Telecom is offering a last-minute deal to try to fend off mobile phone regulation, The Dominion Post said today.
At the start of this month Communications Minister David Cunliffe released a long-awaited report on mobile regulation issues, and allowed three weeks for submissions.
The report repeated the Commerce Commission's previous finding that consumers were paying too much for voice calls from fixed home or business phone lines to mobile networks.
Telecom and Vodafone delayed a decision on regulation last year by offering to voluntarily cut mobile phone call prices.
A Telecom offer to voluntarily drop mobile termination rates further was made in a submission to the Government, The Dominion Post reported.
Vodafone said prices for mobile to mobile calls would rise to compensate for lost termination revenue on landline to mobile calls.

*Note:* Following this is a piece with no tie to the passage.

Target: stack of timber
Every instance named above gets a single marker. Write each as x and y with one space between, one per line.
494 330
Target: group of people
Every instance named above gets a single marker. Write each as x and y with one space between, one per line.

In its submission Vodafone said it would lose $310 million in wholesale revenue over five years.
It predicted big rises in mobile call charges if Vodafone and Telecom attempt to recoup all the revenue lost on landline to mobile calls through increasing calling prices from a mobile.
Telecommunications Commissioner Douglas Webb recommends mobile termination charges from a landline to a mobile phone be regulated, but not mobile to mobile. Rates should halve to 12 cents a minute by 2011, from 24.5c in 2006, he says.